Saqué los libros y los puse en fila. La sensación de pérdida que me había estado persiguiendo se curó al instante. Esta caja contenía sociología, historia, finanzas, diseño, programación informática — incluso varios textos chinos antiguos, sin mencionar algunas novelas sin terminar. Sentí que era bastante ecléctico. ¿Quién podría decir, viendo este montón, a qué se dedica el dueño? Así que llegué a una conclusión relacionada con mi comportamiento de siempre, que probablemente confunde a la gente — por ejemplo, hoy me ven trasteando con Photoshop, mañana me ven sin comer para editar código, pasado mañana me ven memorizando vocabulario como loco, y al otro día pidiendo prestados libros de historia en la biblioteca. La motivación fundamental detrás de estos comportamientos extraños es mi deseo de convertirme en una persona erudita. Una hora puedo explicar a otros los impactos positivos y negativos de la Rebelión Taiping en la historia china; la siguiente hora puedo explicar cómo implementar esquinas redondeadas en HTML5; y después analizar las tendencias macroeconómicas. Pero en realidad no amo este conocimiento — es solo lo que tengo que aprender para ser erudito. Por eso compré estos libros tan difíciles.
Los ideales pueden ser el origen de la tragedia. Cuando alguien intenta atender demasiadas cosas, lo más probable es que no haga bien ninguna. Esta tarde estaba inquieto en casa, sintiendo que perdía el tiempo, y oleadas de pánico me invadían: tenía que añadir una página especial al sitio web de la empresa; luego recordé que las tarjetas de visita personales que llevaba meses diseñando aún no estaban listas; también necesitaba tallar un sello; y los libros que compré hoy todavía no los había leído — ¡había tantas cosas que era exasperante! Después de angustiarme un rato, primero leí varias decenas de páginas de los libros que compré hoy, tomé una larga siesta, luego estudié escritura de sello pequeño y grande para el tallado, y empecé a hacer mi propio sello.
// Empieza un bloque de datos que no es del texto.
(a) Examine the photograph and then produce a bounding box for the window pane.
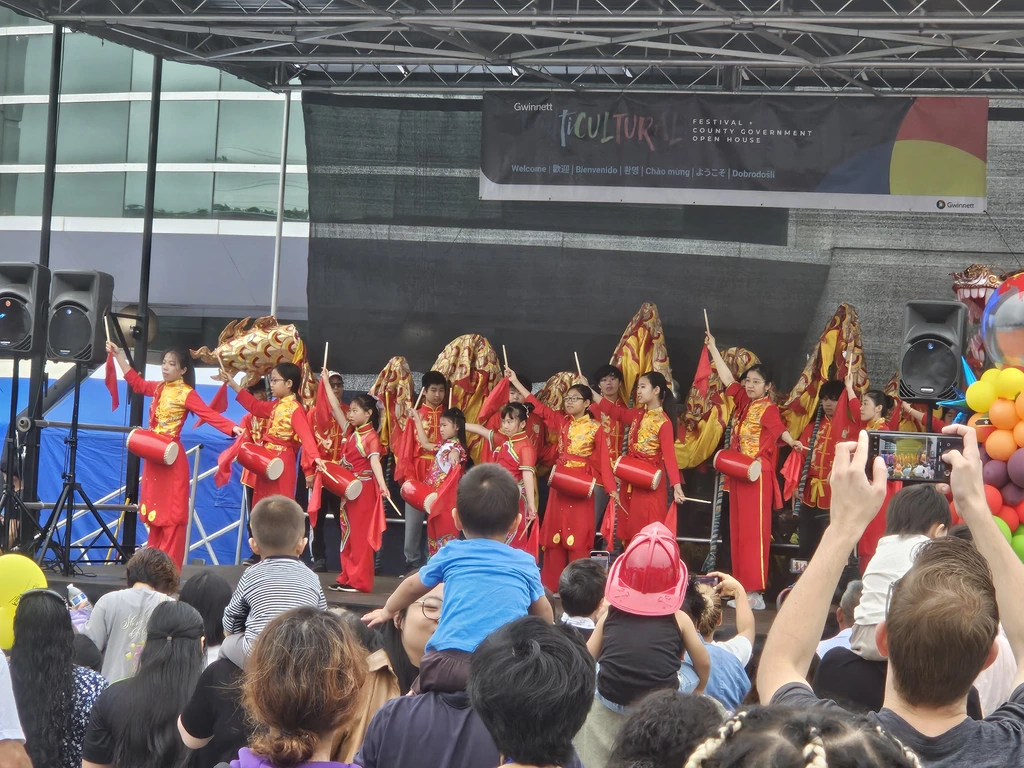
[0,104,46,164]
[217,101,285,164]
[0,173,43,214]
[60,33,132,93]
[0,34,53,96]
[125,173,213,218]
[56,102,128,163]
[160,61,220,93]
[53,173,125,218]
[213,173,309,220]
Cuando estás inmerso en una tarea, el mundo entero se vuelve irrelevante. Mientras tallaba el sello, experimenté la misma sensación que solía tener al escribir código: mi mente se volvía más y más tranquila, queriendo solo concentrarme en eso, esforzándome por la perfección. De repente me di cuenta: con una mente impaciente, no se puede aprender nada. La calma es el verdadero método para convertirse en erudito.